According to the American Academy of Orthopedic Surgeons (AAOS), each year more than 300,000 people are in United States to support a hip fracture, most of which occur in patients aged 65 years or older who are injured in households or in the community. In addition, there is a mortality rate of 20% in the first year after a hip fracture.
In order to give patients clearer expectations about the ongoing recovery process, lead author, Timothy Bhattacharyya, MD, FAAOS, used the National Study of Health and Aging Trends (NHATS), a large longitudinal study on aging, to perform an analysis of trends after a hip fracture. Dr. Bhattacharyya and his team extracted data for patients aged 65 and over who suffered a hip fracture between 2011 and 2016 and were still driving and leaving the house regularly at the time of the fracture. These data were compared with an older national control group with similar demographics and comorbidities.

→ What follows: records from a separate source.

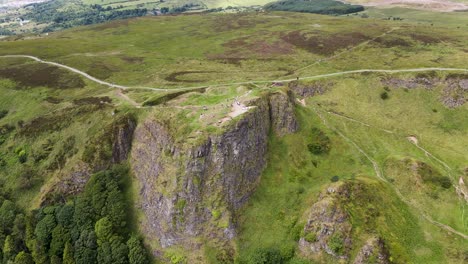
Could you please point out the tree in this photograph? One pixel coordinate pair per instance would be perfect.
(7, 215)
(113, 251)
(85, 248)
(44, 229)
(65, 215)
(136, 251)
(23, 258)
(8, 249)
(60, 236)
(68, 254)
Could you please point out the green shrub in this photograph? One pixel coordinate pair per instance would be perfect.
(22, 156)
(430, 175)
(3, 113)
(327, 7)
(216, 214)
(336, 243)
(384, 96)
(310, 237)
(320, 142)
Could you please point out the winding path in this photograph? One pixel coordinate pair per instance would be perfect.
(379, 174)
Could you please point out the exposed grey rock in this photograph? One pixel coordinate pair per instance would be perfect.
(326, 219)
(374, 248)
(310, 89)
(196, 191)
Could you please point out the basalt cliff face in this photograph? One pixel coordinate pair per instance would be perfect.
(196, 191)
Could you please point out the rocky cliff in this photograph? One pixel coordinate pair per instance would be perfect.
(195, 191)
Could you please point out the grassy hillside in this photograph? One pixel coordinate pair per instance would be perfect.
(316, 7)
(395, 143)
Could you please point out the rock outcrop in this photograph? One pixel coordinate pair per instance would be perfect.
(117, 138)
(372, 252)
(310, 89)
(194, 191)
(328, 229)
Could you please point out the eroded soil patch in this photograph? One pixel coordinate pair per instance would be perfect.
(174, 77)
(34, 75)
(324, 45)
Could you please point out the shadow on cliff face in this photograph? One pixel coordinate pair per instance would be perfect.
(192, 192)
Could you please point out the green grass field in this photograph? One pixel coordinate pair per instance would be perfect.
(242, 55)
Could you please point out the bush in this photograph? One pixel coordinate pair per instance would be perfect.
(326, 7)
(320, 142)
(22, 156)
(384, 96)
(310, 237)
(3, 113)
(336, 243)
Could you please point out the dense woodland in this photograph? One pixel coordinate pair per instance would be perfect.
(60, 15)
(327, 7)
(90, 228)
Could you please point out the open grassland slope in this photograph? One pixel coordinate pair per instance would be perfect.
(366, 163)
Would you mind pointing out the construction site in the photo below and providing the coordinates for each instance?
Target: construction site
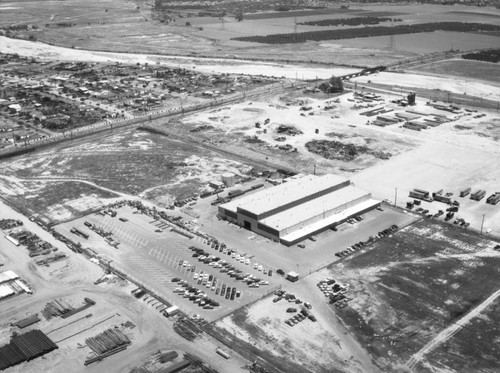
(246, 187)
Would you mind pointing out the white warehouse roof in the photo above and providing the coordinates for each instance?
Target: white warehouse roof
(271, 198)
(315, 207)
(8, 276)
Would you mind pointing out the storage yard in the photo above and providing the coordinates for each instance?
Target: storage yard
(194, 187)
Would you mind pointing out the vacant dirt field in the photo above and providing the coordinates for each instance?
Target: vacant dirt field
(130, 163)
(413, 284)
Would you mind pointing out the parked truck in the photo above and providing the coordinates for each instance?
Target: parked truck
(478, 195)
(419, 195)
(465, 192)
(171, 311)
(494, 198)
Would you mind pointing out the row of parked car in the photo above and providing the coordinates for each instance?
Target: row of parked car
(221, 247)
(224, 267)
(291, 298)
(194, 294)
(301, 316)
(352, 249)
(335, 291)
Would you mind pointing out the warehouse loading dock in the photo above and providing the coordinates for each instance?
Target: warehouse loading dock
(293, 211)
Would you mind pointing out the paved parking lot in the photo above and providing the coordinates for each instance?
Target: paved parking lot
(155, 258)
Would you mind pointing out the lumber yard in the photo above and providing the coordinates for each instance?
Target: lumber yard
(25, 347)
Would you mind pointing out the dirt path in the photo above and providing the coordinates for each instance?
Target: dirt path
(447, 333)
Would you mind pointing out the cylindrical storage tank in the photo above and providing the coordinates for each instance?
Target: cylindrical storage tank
(228, 179)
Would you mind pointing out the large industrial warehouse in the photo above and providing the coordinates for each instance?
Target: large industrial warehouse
(292, 211)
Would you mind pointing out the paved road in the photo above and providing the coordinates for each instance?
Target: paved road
(447, 333)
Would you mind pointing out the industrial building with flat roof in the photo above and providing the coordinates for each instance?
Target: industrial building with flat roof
(297, 209)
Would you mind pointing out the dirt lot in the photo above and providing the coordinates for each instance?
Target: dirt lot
(53, 200)
(410, 286)
(259, 332)
(73, 279)
(129, 163)
(460, 354)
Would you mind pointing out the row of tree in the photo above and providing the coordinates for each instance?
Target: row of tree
(492, 55)
(352, 33)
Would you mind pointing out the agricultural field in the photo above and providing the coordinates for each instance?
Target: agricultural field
(410, 286)
(465, 69)
(113, 26)
(365, 32)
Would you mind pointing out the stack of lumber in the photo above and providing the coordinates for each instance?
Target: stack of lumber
(25, 347)
(106, 341)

“We wanted to look more closely at the results, including mobility, driving frequency, depression and the ability to participate in activities outside the home, such as shopping, work and volunteering, as these are important factors in maintaining independence and returning to normalcy. hip fracture, “said Dr. Bhattacharyya, an orthopedic surgeon and head of orthopedic clinical research at the National Institute of Arthritis and Musculoskeletal and Skin Diseases in Bethesda, MD.
The study found that one year after the fracture, hip fracture patients are less likely to drive (76% of hip fracture patients vs. 95% of the control group), less likely to leave the home (86% face 99%), less likely to work and volunteer (17% vs. 44%) and more likely to feel depressed most days (20% vs. 10%). Patients with hip fractures were also more likely to report that they are kept from their favorite activity due to their health for up to two years after the fracture.
The long-term prognosis for patients demonstrates measurable gains in function and well-being, as no statistically significant differences were observed in terms of driving frequency, regular discharge or work / volunteering between subjects two to three years after fracture. .
Dr. Bhattacharyya emphasizes the important role that large social networks play in recovery and encourages patients to push themselves to interact with friends and family. The study found that patients with large social networks were more likely to work or volunteer compared to those with small social networks (30% vs. 12%). Patients with large social networks also tended to have fewer comorbidities.
“There is a natural tendency not to want to share the burden of others; however, you need to do the opposite to avoid isolation,” said Dr. Bhattacharyya. “With a better understanding of how socialization helps recovery, I now proactively encourage my patients to contact friends and family to interact. Given the pandemic, patients can participate in activities with a few selected people and can prioritize online social interaction with larger groups. . ”
This research was supported by the National Institute of Arthritis and Musculoskeletal and Skin Diseases at the National Institute of Health under project number ZIAAR041153.